Nonostante ciò, quello che un tempo era considerato un faro, un modello da seguire, ben presto si è trasformato in un trabiccolo trasandato, affossato da quelle piccole e veloci realtà che incessantemente emergevano attorno ad esso. Proprio queste, con il loro avvento, hanno fortemente frenato la sua capacità di evolversi e stare al passo con i tempi. Troppo indietro rispetto a Google e Youtube, travolto da Facebook, Twitter e Instagram. Basti pensare che dal 2007 al 2012 si sono succeduti ben sei Amministratori Delegati nel tentativo di risollevare il colosso di Sunnyvale.

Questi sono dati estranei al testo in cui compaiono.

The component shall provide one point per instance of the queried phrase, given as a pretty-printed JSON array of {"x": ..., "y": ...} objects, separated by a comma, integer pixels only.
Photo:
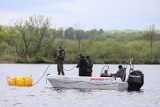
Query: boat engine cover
[{"x": 135, "y": 80}]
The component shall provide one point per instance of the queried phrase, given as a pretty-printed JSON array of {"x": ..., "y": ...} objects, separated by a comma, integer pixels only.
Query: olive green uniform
[{"x": 60, "y": 59}]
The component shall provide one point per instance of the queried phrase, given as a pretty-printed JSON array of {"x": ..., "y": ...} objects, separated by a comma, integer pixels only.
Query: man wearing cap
[{"x": 60, "y": 59}]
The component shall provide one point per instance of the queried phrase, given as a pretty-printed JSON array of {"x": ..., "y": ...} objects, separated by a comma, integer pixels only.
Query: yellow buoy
[
  {"x": 12, "y": 81},
  {"x": 28, "y": 81},
  {"x": 19, "y": 81}
]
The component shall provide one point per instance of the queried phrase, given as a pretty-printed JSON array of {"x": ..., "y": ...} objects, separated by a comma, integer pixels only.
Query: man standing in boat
[
  {"x": 119, "y": 73},
  {"x": 60, "y": 58},
  {"x": 89, "y": 66},
  {"x": 82, "y": 65}
]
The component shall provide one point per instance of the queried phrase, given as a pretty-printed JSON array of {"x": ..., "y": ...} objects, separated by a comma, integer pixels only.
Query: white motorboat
[
  {"x": 76, "y": 82},
  {"x": 134, "y": 81}
]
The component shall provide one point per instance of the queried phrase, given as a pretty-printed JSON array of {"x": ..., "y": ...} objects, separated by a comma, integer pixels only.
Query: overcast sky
[{"x": 87, "y": 14}]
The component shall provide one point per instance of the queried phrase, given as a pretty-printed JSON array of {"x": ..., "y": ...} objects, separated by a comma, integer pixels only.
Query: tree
[{"x": 31, "y": 35}]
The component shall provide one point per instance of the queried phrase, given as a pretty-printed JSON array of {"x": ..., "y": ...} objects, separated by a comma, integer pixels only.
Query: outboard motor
[
  {"x": 135, "y": 80},
  {"x": 105, "y": 74}
]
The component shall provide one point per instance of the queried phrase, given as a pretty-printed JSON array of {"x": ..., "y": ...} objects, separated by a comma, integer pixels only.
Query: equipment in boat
[
  {"x": 20, "y": 81},
  {"x": 134, "y": 82},
  {"x": 135, "y": 78}
]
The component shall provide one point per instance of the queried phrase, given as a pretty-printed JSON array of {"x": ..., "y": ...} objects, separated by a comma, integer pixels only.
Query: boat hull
[{"x": 104, "y": 83}]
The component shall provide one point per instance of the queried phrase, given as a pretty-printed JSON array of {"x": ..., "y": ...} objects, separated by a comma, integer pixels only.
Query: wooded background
[{"x": 33, "y": 40}]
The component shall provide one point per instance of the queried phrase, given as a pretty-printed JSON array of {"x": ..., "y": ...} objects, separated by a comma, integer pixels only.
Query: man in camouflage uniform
[
  {"x": 60, "y": 59},
  {"x": 89, "y": 66}
]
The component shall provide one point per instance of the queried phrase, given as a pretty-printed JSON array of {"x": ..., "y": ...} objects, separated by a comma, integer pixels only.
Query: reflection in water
[{"x": 44, "y": 95}]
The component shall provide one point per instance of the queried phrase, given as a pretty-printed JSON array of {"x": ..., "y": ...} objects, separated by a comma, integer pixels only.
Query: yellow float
[{"x": 20, "y": 81}]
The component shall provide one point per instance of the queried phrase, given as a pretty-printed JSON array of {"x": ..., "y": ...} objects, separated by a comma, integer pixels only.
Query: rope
[
  {"x": 42, "y": 75},
  {"x": 70, "y": 69}
]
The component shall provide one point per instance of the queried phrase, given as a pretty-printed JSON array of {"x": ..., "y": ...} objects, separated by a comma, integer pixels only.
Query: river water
[{"x": 43, "y": 95}]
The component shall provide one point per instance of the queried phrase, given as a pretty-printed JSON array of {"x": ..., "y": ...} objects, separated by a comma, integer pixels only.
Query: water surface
[{"x": 43, "y": 95}]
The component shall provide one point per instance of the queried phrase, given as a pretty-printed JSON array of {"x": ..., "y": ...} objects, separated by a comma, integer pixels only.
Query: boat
[
  {"x": 77, "y": 82},
  {"x": 134, "y": 82}
]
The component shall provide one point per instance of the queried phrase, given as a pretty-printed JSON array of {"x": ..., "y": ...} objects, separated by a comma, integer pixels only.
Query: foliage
[{"x": 34, "y": 41}]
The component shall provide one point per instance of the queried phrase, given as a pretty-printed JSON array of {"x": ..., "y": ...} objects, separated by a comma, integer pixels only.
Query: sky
[{"x": 86, "y": 14}]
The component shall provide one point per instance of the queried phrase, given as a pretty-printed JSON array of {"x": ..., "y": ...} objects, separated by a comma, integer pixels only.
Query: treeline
[{"x": 34, "y": 41}]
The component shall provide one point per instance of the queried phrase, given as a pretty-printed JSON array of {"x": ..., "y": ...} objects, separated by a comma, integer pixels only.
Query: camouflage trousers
[{"x": 60, "y": 67}]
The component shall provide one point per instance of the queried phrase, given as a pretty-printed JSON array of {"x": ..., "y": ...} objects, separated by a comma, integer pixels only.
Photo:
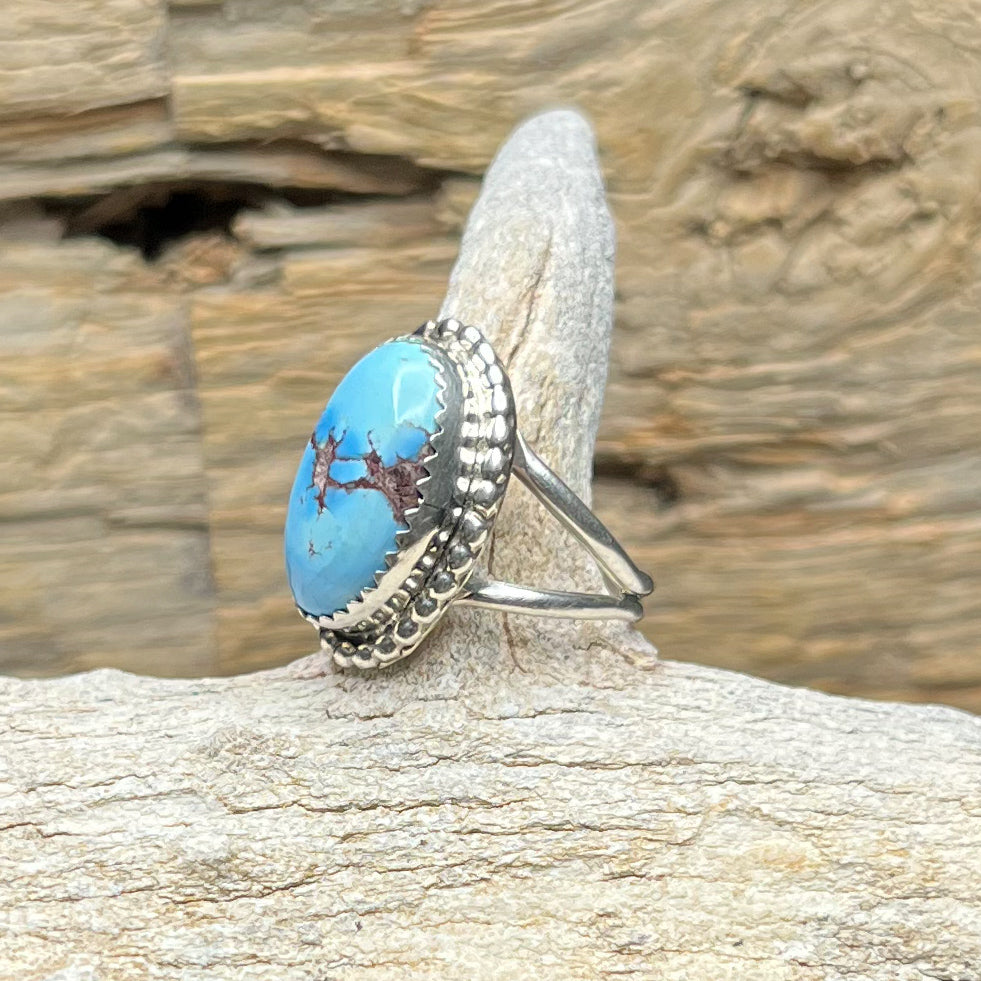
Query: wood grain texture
[
  {"x": 791, "y": 430},
  {"x": 507, "y": 803}
]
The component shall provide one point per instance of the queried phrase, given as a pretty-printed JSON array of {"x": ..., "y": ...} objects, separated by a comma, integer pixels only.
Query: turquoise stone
[{"x": 358, "y": 474}]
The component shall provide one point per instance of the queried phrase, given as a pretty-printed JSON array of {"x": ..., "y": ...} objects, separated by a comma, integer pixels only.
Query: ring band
[{"x": 397, "y": 493}]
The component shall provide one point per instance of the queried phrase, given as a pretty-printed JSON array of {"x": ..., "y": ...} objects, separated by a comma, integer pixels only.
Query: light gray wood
[
  {"x": 792, "y": 433},
  {"x": 546, "y": 802}
]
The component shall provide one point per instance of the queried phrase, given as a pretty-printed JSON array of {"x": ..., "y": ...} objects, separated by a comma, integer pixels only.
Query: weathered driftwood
[
  {"x": 513, "y": 802},
  {"x": 792, "y": 433}
]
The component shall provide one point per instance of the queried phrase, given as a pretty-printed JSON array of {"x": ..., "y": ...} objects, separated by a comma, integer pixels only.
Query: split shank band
[{"x": 397, "y": 494}]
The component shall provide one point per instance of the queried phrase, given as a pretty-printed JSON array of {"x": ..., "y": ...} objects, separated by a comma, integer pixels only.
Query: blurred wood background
[{"x": 209, "y": 210}]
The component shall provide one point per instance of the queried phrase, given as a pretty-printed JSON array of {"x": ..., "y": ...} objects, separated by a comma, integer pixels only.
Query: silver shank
[
  {"x": 573, "y": 514},
  {"x": 505, "y": 597}
]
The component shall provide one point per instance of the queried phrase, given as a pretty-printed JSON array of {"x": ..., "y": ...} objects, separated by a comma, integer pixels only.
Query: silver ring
[{"x": 397, "y": 493}]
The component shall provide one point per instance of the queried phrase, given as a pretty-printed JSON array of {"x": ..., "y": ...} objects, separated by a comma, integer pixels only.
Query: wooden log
[
  {"x": 509, "y": 803},
  {"x": 791, "y": 433}
]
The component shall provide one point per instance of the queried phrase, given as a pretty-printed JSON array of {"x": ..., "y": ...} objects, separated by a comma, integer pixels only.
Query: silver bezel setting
[{"x": 460, "y": 496}]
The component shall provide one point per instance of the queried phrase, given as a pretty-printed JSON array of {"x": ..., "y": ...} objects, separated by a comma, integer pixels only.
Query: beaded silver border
[{"x": 460, "y": 497}]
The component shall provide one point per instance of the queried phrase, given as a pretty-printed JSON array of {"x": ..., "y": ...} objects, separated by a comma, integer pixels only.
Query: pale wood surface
[
  {"x": 791, "y": 437},
  {"x": 512, "y": 802}
]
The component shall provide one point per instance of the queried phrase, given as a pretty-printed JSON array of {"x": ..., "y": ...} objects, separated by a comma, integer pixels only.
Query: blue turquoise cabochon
[{"x": 357, "y": 477}]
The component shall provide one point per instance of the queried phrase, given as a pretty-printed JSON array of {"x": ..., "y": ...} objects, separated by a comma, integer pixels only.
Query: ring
[{"x": 397, "y": 492}]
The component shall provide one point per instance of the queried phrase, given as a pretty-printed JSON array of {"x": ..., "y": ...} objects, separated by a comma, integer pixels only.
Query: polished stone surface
[{"x": 358, "y": 474}]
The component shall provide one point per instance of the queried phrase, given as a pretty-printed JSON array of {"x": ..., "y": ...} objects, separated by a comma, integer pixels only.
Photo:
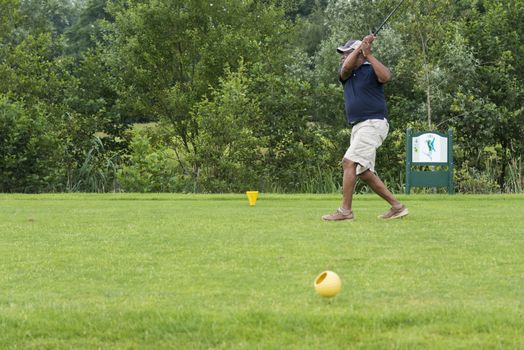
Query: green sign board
[{"x": 429, "y": 149}]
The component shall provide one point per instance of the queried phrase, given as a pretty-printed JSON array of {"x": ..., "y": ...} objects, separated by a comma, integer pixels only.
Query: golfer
[{"x": 363, "y": 77}]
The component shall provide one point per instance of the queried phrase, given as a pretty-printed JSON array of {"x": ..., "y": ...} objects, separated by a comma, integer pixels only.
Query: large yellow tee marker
[
  {"x": 252, "y": 197},
  {"x": 328, "y": 284}
]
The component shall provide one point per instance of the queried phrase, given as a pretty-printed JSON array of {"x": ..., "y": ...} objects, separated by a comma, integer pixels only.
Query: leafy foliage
[{"x": 244, "y": 94}]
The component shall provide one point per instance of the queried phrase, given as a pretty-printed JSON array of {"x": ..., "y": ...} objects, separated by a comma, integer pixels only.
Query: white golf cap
[{"x": 350, "y": 45}]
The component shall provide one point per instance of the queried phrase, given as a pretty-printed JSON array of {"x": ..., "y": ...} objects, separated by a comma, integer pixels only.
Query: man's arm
[
  {"x": 381, "y": 71},
  {"x": 349, "y": 64}
]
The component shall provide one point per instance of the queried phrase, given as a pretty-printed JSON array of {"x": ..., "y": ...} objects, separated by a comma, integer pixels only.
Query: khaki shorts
[{"x": 366, "y": 138}]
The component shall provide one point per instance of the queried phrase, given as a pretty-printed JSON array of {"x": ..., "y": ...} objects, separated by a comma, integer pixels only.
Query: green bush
[
  {"x": 31, "y": 149},
  {"x": 151, "y": 167}
]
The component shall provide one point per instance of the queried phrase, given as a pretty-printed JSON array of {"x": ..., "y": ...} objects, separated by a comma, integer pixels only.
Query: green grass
[{"x": 209, "y": 272}]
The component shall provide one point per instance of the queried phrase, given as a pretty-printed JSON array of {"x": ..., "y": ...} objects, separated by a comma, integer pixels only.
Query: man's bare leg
[
  {"x": 379, "y": 188},
  {"x": 349, "y": 180}
]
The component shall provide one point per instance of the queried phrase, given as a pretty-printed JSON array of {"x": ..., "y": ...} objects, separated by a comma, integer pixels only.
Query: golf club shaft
[{"x": 387, "y": 18}]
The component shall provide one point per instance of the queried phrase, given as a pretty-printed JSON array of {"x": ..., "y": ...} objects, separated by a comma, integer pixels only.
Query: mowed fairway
[{"x": 130, "y": 271}]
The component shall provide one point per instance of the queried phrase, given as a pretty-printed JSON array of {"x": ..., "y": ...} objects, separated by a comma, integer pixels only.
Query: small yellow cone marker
[
  {"x": 252, "y": 197},
  {"x": 328, "y": 284}
]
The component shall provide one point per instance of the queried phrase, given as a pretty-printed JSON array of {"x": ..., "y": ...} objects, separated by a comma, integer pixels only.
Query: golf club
[{"x": 375, "y": 32}]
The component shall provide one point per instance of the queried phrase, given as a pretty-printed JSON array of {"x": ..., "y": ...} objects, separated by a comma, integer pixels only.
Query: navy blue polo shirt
[{"x": 364, "y": 95}]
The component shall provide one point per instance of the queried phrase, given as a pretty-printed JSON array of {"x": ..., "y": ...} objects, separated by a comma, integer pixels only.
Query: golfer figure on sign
[{"x": 363, "y": 77}]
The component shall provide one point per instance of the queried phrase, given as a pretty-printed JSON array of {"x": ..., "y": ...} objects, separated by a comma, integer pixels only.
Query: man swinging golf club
[{"x": 363, "y": 77}]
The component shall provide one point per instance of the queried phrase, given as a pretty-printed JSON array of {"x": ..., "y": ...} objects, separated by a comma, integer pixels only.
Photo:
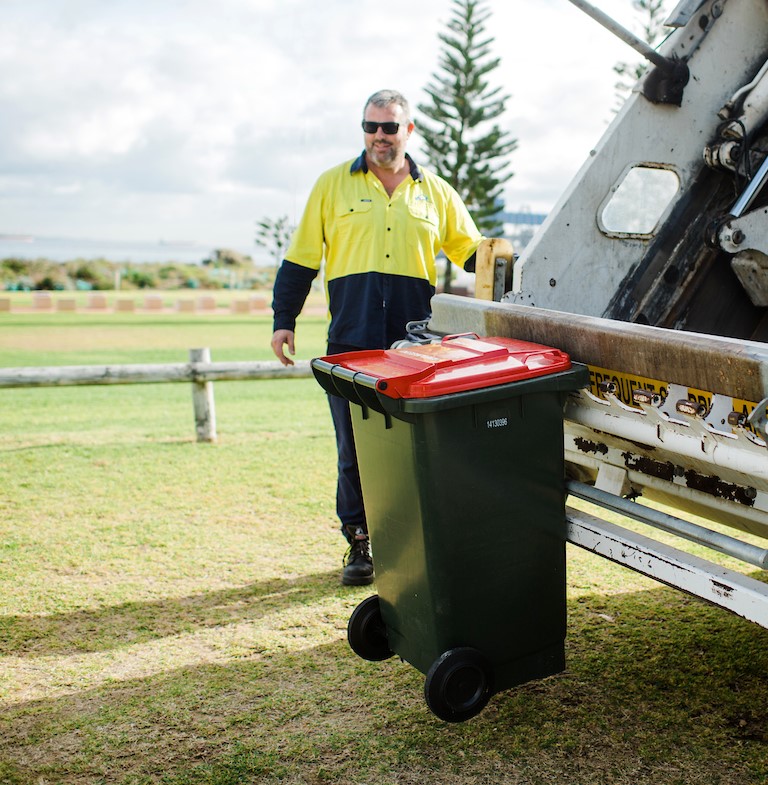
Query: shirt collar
[{"x": 360, "y": 164}]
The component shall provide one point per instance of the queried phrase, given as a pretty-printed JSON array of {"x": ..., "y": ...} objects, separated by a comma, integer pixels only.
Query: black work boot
[{"x": 358, "y": 564}]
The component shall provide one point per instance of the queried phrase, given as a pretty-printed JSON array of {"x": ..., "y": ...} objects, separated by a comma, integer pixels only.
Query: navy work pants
[{"x": 349, "y": 495}]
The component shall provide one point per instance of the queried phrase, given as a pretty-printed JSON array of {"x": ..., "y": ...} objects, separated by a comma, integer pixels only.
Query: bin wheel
[
  {"x": 459, "y": 684},
  {"x": 367, "y": 633}
]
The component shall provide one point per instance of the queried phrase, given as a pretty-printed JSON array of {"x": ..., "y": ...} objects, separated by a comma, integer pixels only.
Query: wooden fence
[{"x": 200, "y": 371}]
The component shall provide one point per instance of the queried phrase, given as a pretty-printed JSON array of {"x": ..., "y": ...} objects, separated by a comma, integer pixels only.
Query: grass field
[{"x": 171, "y": 612}]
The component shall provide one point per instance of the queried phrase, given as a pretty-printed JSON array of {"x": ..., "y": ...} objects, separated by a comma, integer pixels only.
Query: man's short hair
[{"x": 385, "y": 98}]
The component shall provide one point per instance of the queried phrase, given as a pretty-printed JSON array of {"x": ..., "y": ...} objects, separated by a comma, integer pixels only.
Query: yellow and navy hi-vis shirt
[{"x": 379, "y": 251}]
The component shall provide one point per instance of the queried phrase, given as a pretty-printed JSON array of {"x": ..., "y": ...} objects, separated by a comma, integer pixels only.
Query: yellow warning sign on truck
[{"x": 625, "y": 385}]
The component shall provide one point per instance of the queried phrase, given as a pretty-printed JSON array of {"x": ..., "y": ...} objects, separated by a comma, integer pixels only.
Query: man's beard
[{"x": 382, "y": 156}]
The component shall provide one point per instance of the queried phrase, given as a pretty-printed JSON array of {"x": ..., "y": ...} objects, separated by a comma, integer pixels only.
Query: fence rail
[{"x": 199, "y": 371}]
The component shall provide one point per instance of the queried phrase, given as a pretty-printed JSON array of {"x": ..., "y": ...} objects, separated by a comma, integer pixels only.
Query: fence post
[{"x": 202, "y": 399}]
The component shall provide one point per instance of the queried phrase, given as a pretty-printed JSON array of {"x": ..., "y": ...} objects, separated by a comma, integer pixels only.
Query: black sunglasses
[{"x": 389, "y": 128}]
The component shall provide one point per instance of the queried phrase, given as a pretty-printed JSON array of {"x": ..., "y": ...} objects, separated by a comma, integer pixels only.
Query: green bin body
[{"x": 465, "y": 500}]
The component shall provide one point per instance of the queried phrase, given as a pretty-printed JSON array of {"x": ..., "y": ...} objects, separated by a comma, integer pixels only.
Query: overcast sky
[{"x": 189, "y": 120}]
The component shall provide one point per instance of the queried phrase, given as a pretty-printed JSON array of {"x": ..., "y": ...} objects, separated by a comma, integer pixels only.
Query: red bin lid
[{"x": 456, "y": 364}]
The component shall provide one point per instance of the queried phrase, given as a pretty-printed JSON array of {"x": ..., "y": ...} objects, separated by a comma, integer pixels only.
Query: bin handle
[{"x": 460, "y": 335}]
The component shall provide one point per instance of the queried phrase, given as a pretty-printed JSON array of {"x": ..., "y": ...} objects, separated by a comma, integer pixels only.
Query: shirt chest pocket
[{"x": 353, "y": 220}]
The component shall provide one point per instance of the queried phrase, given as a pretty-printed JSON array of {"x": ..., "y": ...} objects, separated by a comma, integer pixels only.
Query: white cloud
[{"x": 136, "y": 119}]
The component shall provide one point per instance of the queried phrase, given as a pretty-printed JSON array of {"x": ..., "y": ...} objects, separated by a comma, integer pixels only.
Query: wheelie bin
[{"x": 460, "y": 449}]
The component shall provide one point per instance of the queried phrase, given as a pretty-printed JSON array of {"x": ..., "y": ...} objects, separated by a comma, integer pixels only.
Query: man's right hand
[{"x": 281, "y": 338}]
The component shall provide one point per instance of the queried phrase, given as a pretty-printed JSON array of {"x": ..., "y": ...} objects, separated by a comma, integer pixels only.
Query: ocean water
[{"x": 63, "y": 249}]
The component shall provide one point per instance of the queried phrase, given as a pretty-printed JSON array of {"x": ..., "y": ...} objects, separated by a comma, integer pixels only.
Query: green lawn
[{"x": 171, "y": 612}]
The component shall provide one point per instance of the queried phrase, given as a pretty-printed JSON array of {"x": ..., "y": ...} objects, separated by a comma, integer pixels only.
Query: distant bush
[{"x": 224, "y": 270}]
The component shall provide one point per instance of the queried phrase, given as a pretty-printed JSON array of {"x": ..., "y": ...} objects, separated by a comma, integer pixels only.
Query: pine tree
[
  {"x": 462, "y": 142},
  {"x": 274, "y": 235},
  {"x": 652, "y": 23}
]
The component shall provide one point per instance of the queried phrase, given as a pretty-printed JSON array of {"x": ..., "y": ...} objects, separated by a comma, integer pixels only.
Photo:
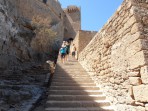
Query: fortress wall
[
  {"x": 117, "y": 58},
  {"x": 72, "y": 21},
  {"x": 82, "y": 39}
]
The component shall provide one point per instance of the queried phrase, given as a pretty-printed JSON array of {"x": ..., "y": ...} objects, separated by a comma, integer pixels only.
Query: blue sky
[{"x": 94, "y": 13}]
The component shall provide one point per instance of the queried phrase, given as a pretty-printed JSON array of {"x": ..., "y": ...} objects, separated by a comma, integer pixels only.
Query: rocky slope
[{"x": 21, "y": 75}]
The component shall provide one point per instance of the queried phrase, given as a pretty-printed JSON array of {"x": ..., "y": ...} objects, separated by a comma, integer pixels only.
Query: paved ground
[{"x": 73, "y": 90}]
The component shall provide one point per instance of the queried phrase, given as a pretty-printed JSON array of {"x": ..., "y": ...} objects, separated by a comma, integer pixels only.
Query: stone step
[
  {"x": 78, "y": 109},
  {"x": 71, "y": 81},
  {"x": 67, "y": 104},
  {"x": 71, "y": 77},
  {"x": 75, "y": 97},
  {"x": 75, "y": 92},
  {"x": 71, "y": 73},
  {"x": 74, "y": 88},
  {"x": 72, "y": 84}
]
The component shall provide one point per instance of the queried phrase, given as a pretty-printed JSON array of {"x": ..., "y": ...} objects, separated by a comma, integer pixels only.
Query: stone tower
[{"x": 72, "y": 21}]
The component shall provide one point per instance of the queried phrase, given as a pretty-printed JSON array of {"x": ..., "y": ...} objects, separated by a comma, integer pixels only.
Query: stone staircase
[{"x": 73, "y": 90}]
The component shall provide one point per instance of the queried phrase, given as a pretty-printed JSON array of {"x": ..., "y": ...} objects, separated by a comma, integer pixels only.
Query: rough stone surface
[
  {"x": 140, "y": 93},
  {"x": 118, "y": 52},
  {"x": 144, "y": 74},
  {"x": 82, "y": 39},
  {"x": 135, "y": 81}
]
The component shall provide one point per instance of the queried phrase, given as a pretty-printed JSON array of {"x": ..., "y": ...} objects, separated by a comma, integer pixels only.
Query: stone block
[
  {"x": 144, "y": 74},
  {"x": 130, "y": 22},
  {"x": 137, "y": 60},
  {"x": 136, "y": 27},
  {"x": 133, "y": 48},
  {"x": 141, "y": 93},
  {"x": 135, "y": 81}
]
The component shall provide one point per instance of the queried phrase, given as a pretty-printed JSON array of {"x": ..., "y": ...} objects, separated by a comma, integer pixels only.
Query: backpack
[{"x": 63, "y": 50}]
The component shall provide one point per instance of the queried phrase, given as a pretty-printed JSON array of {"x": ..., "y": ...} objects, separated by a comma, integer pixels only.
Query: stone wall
[
  {"x": 116, "y": 58},
  {"x": 16, "y": 33},
  {"x": 82, "y": 39},
  {"x": 72, "y": 21}
]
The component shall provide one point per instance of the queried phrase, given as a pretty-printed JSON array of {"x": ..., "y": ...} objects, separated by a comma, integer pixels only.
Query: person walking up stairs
[{"x": 73, "y": 90}]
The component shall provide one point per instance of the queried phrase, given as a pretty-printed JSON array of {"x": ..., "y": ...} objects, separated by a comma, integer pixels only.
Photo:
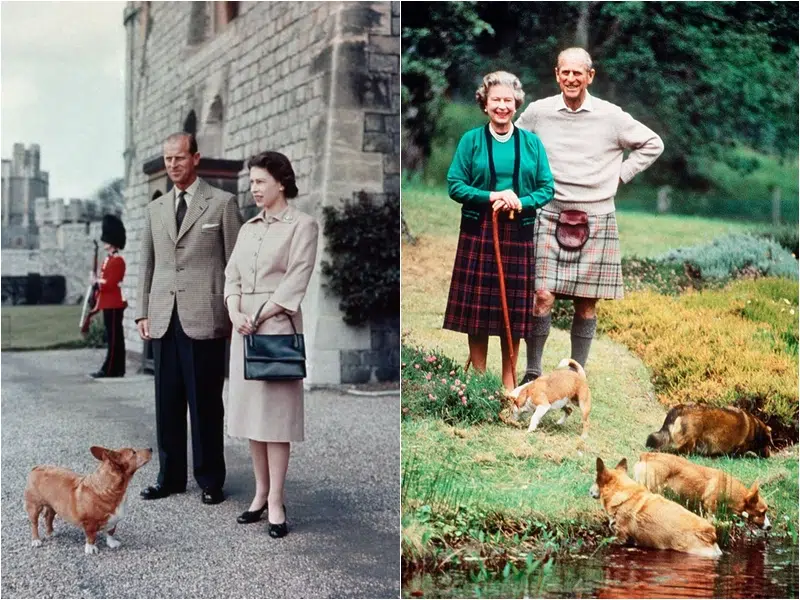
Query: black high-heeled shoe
[
  {"x": 251, "y": 516},
  {"x": 279, "y": 530}
]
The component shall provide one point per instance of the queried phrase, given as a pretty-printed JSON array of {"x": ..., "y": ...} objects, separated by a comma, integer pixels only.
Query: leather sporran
[
  {"x": 572, "y": 229},
  {"x": 274, "y": 357}
]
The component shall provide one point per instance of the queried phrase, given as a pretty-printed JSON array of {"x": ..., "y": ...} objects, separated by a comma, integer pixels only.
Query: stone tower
[{"x": 22, "y": 183}]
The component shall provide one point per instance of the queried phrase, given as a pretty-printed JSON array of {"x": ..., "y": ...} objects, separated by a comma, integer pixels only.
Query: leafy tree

Ultimo fra tutti Marissa Mayer, personalità ben conosciuta (n.d.r, è stata tra i primi 20 dipendenti di Google), che è salita al vertice di Yahoo verso fine 2012. Sotto la sua guida il colosso ha effettuato numerose e importanti acquisizioni, ovvero ben 48 sino ad oggi. Dalla tanto osannata applicazione Summly, acquistata per 30 milioni di dollari, sino al popolare portale per teenagers Tumblr per cui sono stati spesi circa 1,1 miliardi di dollari. Infine, tra quelle recenti, BrightRoll comprata per ben 640 milioni di dollari. Se consideriamo le acquisizioni totali (114) effettuate da Yahoo dal 1997 ad oggi, quasi la metà sono passate per la scrivania della Mayer in meno di tre anni. Da qui il termine “Cura Mayer”, in quanto a tutti sembrava che l’ormai obsoleto “gigante viola”, grazie a questa nuova immissione di linfa verde, stesse cambiando passo. Il caso volle inoltre, che nello stesso periodo, gli investimenti fatti con lungimiranza anni prima, iniziassero finalmente a fruttare. Primo e più famoso, quello di Alibaba, società Cinese che nel 2014, con una IPO da record, ha garantito a Yahoo un tesoretto di oltre 9,4 miliardi di dollari, che si vocifera abbia intenzione di reinvestire in Snapchat. Fantastico diremmo, non proprio. Ad Aprile 2015, gli utili crollano, 21 milioni di dollari rispetto ai 310 milioni del primo trimestre 2014. Si registra così un calo del 93%: è crisi profonda. Si inizia a parlare di nuovi tagli, forse della stessa forma di quelli avvenuti nel 2012 sotto la guida di Scott Thompson. I mesi successivi sono un alternarsi tra managers in fuga e fondi d’investimento fortemente critici verso la dirigenza. Gli stessi azionisti esortano la cessione a breve termine di alcune attività Internet, altri propongono un forte ridimensionamento della società, proponendo sostanziosi licenziamenti e vendita della sede principale.

Comunque non tutto è perduto. Realisticamente parlando, esistono ancora due tortuose ma possibili alternative. La prima è vendere la quota rimanete in Alibaba, ottenere una liquidità di circa 30 miliardi di dollari e reinvestirla in un progetto di rilancio, opzione tuttavia molto lenta e complicata. La seconda è creare una nuova azienda nella quale travasare le azioni di Alibaba, ipotesi che potrebbe rivelarsi molto costosa a causa delle tasse, o meglio dell’eventuale tassazione in quanto non è ancora chiaro se un’ operazione del genere debba essere tassata o meno. In entrambi i casi le scelte non saranno indolori.

Nel frattempo la Mayer continua ad essere sotto una pioggia incessante di critiche, ultima fra tutte, l’aver speso 7 milioni di dollari per festeggiare i 20 anni della società con una serata in stile Grande Gatsby. Cifra che nell’ottica generale non è poi così grande visti i 450 milioni di dollari offerti in cibo dal suo arrivo e i 9,3 milioni di dollari spesi per gli iPhone dei suoi dipendenti. Incoscienza o semplicemente fattore Silicon Valley? Squali come Rupert Murdoch attendono i risvolti, nella speranza di fare l’ennesimo buon affare. La Mayer? Se “scaricata” riceverà una buonuscita superiore ai 50 milioni di dollari (tra cash e azioni), soldi che andranno a sommarsi agli oltre 170 milioni già incassati sino ad ora con lo stipendio.